In the health care space, the use of the FCA to address fraud in traditional, fee-for-service Medicare plans is, in theory, relatively straightforward, since it’s about the volume of health care services. The more services a health plan bills, the more money it is reimbursed from the government.  

The Department of Justice (DOJ) uses the FCA to go after MA plans where the capitated payment model is entirely different from traditional Medicare—and where the risk of overbilling for health care services shifts from the government to the private health plan. The study points out that this could happen even though the government “has long recognized Medicare Advantage plans should be treated differently under the fraud and abuse laws because they assume full financial risk for their enrollees.” 

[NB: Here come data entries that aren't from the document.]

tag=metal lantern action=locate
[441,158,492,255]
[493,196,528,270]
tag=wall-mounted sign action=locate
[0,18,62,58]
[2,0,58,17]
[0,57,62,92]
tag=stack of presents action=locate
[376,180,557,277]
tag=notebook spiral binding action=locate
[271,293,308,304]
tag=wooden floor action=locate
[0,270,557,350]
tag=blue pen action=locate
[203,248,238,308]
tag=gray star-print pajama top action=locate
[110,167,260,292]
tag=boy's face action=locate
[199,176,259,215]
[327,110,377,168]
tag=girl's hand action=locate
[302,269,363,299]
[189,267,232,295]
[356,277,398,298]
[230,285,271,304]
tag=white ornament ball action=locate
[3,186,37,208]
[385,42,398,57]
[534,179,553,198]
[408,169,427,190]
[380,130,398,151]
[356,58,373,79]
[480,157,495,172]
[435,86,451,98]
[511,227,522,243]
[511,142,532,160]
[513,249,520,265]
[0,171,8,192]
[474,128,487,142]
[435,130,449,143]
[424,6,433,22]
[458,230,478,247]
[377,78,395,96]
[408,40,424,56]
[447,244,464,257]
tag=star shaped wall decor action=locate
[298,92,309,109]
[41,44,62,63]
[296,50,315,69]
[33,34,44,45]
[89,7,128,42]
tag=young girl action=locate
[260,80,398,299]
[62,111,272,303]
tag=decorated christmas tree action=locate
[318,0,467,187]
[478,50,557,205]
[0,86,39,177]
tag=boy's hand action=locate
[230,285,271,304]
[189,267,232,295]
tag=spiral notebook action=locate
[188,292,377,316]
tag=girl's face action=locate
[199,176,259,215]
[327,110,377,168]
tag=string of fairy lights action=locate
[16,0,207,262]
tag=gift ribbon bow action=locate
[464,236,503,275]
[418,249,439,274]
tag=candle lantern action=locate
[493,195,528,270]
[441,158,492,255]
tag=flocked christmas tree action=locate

As the GWSPH paper points out, the FCA could be modified to go after actual fraud and abuse without stifling health care innovation. The authors suggest two long term solutions:  

  • Amend the FCA to exempt MA plans that meet specific criteria from enforcement.   
  • Issue regulations “based on industry feedback to address the misalignment of FCA enforcement in the context of Medicare Advantage, particularly as it relates to the concept of overpayments and risk adjustments.” 

There are solutions the DOJ can enact now, however. It can follow the guidelines outlined in the Brand memo, and the two executive orders President Trump issued in October, and not pursue actions against MA plans based on sub-regulatory guidance. The DOJ also can use its authority under the Granston memo to dismiss qui tam cases that are based on similar theories. The memo notes that qui tam cases that are contrary to federal policy—in this context, those against MA plans that would serve to hamper innovation and thus lower costs in health care—should be considered for dismissal.  

Health care innovation is crucial to expanding access and lowering costs. The GWSPH paper lays out the case that as the Medicare program modernizes out of the fee-for-service model, the government’s use of the FCA to fight health care fraud should modernize as well.